時事随想抄

歴史家の視点から国際情勢・時事問題などについて語るブログ

”ハト耳”は”王の目””王の耳”?

 行政刷新会議では、公務員や国民から規制改革についての意見や、行政の”むだ”と不正について内部告発を受け付ける機関として、”ハト耳”なる機関を開設するそうです。”ハト耳”という命名に、ふと、アケメネス朝ペルシャ帝国にあって、大王直属の監察官であった”王の目””王の耳”が頭に浮かぶのですが、現代日本国の”ハト耳”は有効に機能するのでしょうか。

 ”ハト耳”が、意図する通りに、過剰な規制を減らし、行政の無駄を省くと同時に、公務員の不正を暴くものとなるならば、この機関は、行財政改革に大いに役立つかもしれませんし、行政を浄化する作用があるかもしれません。この制度を全面的に否定するつもりはありませんが、”ハト耳”にも心配すべきことがあります。それは、第一に、仕分け作業で明らかとなったように、自治労など、民主党の支持勢力が絡む事業のむだや不正にどれだけ切り込めるか、ということです。身内びいきでは、”ハト耳”は一つしか付いていないかもしれません。第二に、”ハト耳”が、いつの間にか、密告・監視組織に変貌してしまうことです。
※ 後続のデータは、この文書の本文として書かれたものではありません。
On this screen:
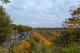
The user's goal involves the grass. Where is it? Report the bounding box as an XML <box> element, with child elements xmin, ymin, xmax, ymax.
<box><xmin>62</xmin><ymin>42</ymin><xmax>80</xmax><ymax>53</ymax></box>
<box><xmin>53</xmin><ymin>42</ymin><xmax>80</xmax><ymax>53</ymax></box>
<box><xmin>0</xmin><ymin>46</ymin><xmax>8</xmax><ymax>53</ymax></box>
<box><xmin>1</xmin><ymin>31</ymin><xmax>80</xmax><ymax>53</ymax></box>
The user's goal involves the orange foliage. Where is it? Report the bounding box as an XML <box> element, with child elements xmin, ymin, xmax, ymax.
<box><xmin>32</xmin><ymin>32</ymin><xmax>53</xmax><ymax>47</ymax></box>
<box><xmin>18</xmin><ymin>40</ymin><xmax>30</xmax><ymax>53</ymax></box>
<box><xmin>51</xmin><ymin>31</ymin><xmax>61</xmax><ymax>36</ymax></box>
<box><xmin>66</xmin><ymin>28</ymin><xmax>76</xmax><ymax>34</ymax></box>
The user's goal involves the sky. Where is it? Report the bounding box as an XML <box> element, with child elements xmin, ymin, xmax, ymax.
<box><xmin>4</xmin><ymin>0</ymin><xmax>78</xmax><ymax>28</ymax></box>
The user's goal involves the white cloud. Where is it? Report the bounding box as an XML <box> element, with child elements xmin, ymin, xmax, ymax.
<box><xmin>5</xmin><ymin>0</ymin><xmax>78</xmax><ymax>27</ymax></box>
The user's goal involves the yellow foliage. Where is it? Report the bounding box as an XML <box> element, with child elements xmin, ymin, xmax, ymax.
<box><xmin>17</xmin><ymin>40</ymin><xmax>30</xmax><ymax>53</ymax></box>
<box><xmin>51</xmin><ymin>31</ymin><xmax>61</xmax><ymax>36</ymax></box>
<box><xmin>66</xmin><ymin>28</ymin><xmax>76</xmax><ymax>34</ymax></box>
<box><xmin>32</xmin><ymin>32</ymin><xmax>53</xmax><ymax>47</ymax></box>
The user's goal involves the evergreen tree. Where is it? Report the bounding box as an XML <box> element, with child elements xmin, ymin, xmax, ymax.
<box><xmin>0</xmin><ymin>6</ymin><xmax>12</xmax><ymax>45</ymax></box>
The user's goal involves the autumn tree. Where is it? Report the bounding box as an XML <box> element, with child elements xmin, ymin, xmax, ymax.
<box><xmin>54</xmin><ymin>7</ymin><xmax>80</xmax><ymax>46</ymax></box>
<box><xmin>64</xmin><ymin>7</ymin><xmax>80</xmax><ymax>29</ymax></box>
<box><xmin>63</xmin><ymin>7</ymin><xmax>80</xmax><ymax>42</ymax></box>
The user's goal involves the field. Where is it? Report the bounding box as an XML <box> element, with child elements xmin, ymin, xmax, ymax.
<box><xmin>1</xmin><ymin>28</ymin><xmax>80</xmax><ymax>53</ymax></box>
<box><xmin>9</xmin><ymin>28</ymin><xmax>64</xmax><ymax>53</ymax></box>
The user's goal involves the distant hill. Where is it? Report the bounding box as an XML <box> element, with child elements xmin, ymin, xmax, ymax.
<box><xmin>32</xmin><ymin>28</ymin><xmax>64</xmax><ymax>31</ymax></box>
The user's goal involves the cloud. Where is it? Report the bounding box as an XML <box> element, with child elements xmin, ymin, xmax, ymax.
<box><xmin>5</xmin><ymin>0</ymin><xmax>77</xmax><ymax>28</ymax></box>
もちろん、違法行為や犯罪は公的機関に通報されて当然なのですが、思想統制にまで及ぶとなりますと、社会・共産主義体制を彷彿させてしまいます。

 首相の名前を冠するところに、民主党政権の古代帝国に通じる中央集権志向が見え隠れするようにも思えるのですが、少なくとも、懸念される事態が起きないように、”ハト耳”の中立性と透明性を高めると共に、議会、あるいは、野党の関与をも深めるべきとも思うのです。